Georgian major-general

Koba Kobaladze (კობა კობალაძე; born July 7, 1969) is a retired major-general of the Georgian army who served on top military posts early in the 2000s. On May 5, 2009, he was arrested by the Georgian Police on charges of plotting an army mutiny.

==Military career==
Born in Tbilisi, then-Soviet Georgia, Kobaladze served in the Soviet military from 1987 to 1989. In 1991 he volunteered in the National Guard of Georgia, with which he took part in the conflicts in post-Soviet Georgia. Kobaladze took an active part in the War in Abkhazia and was one of the senior commanders. During one of the battles he was severely wounded near Gagra. Kobaladze received nine bullets to the chest and survived but never managed to fully recover.

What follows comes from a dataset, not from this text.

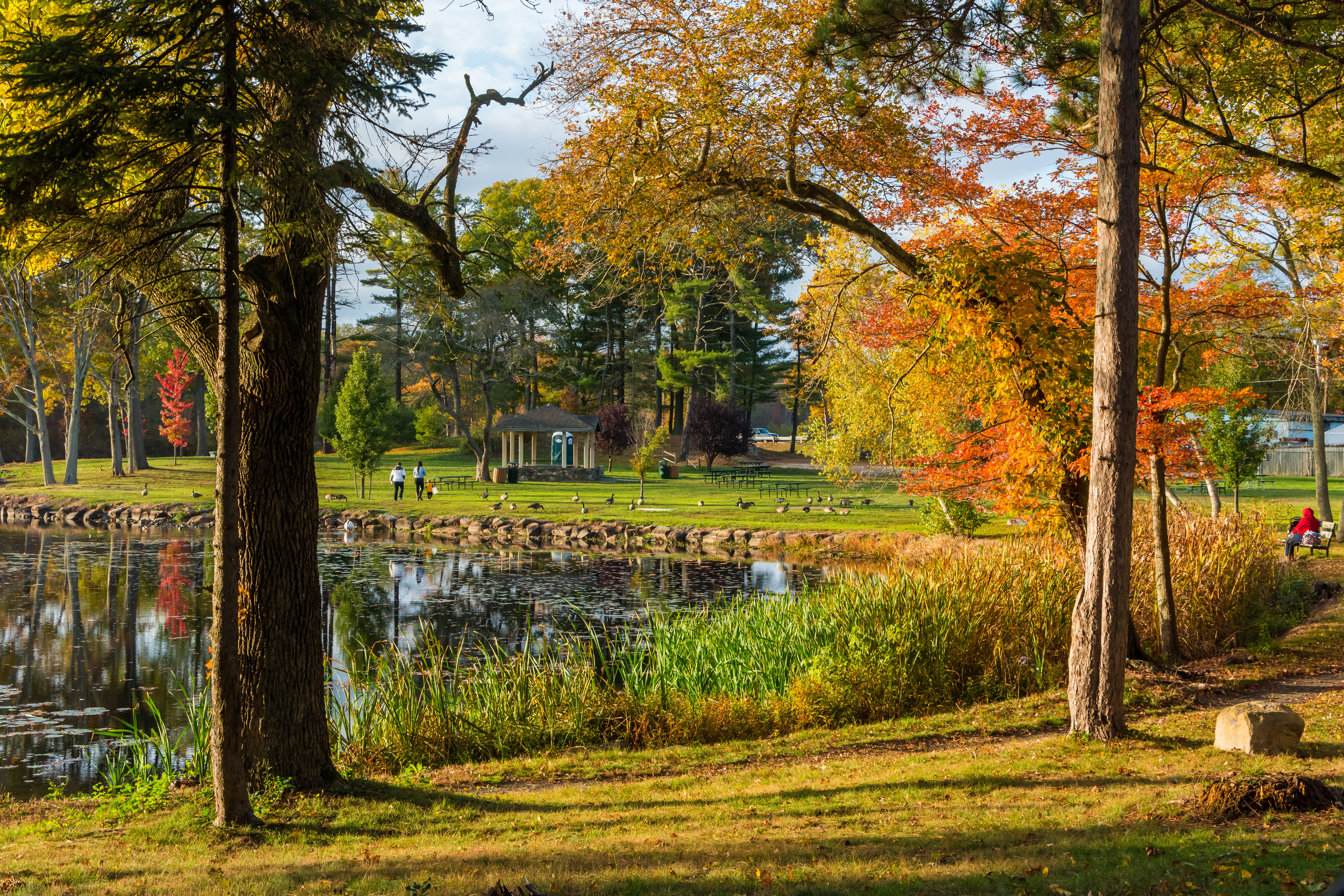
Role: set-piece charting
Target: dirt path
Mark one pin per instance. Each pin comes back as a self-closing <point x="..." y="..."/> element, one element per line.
<point x="1284" y="691"/>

Kobaladze graduated from the Ryazan Guards Higher Airborne Command School in 1996 and Frunze Military Academy (Russia) in 1999. In 2000, Colonel Kobaladze was appointed commander of land forces of the Georgian Ministry of Defense. He was retrained at NATO centers in the United States, Germany, and Turkey from 2001 to 2003. In 2001, he was made a commander of the National Guard of Georgia, a post he resigned in 2004. In 2009, he was among the founders of the NGO Generals' Club.

==Arrest and trial==
In May 2009, Kobaladze was arrested on charges of plotting the abortive mutiny in a Georgian tank battalion, which – the authorities suggested – was part of a Russian-backed coup plot. He was acquitted of this charge on 11 January 2010. The judge found Kobaladze guilty of illegally keeping a firearm and hand-grenades and sentenced him of eight months in prison. But as Kobaladze had already spent eight months in detention, he was immediately released from the courtroom.
Kobaladze is the only Georgian to be awarded with all three ranks of Vakhtang Gorgasali Order.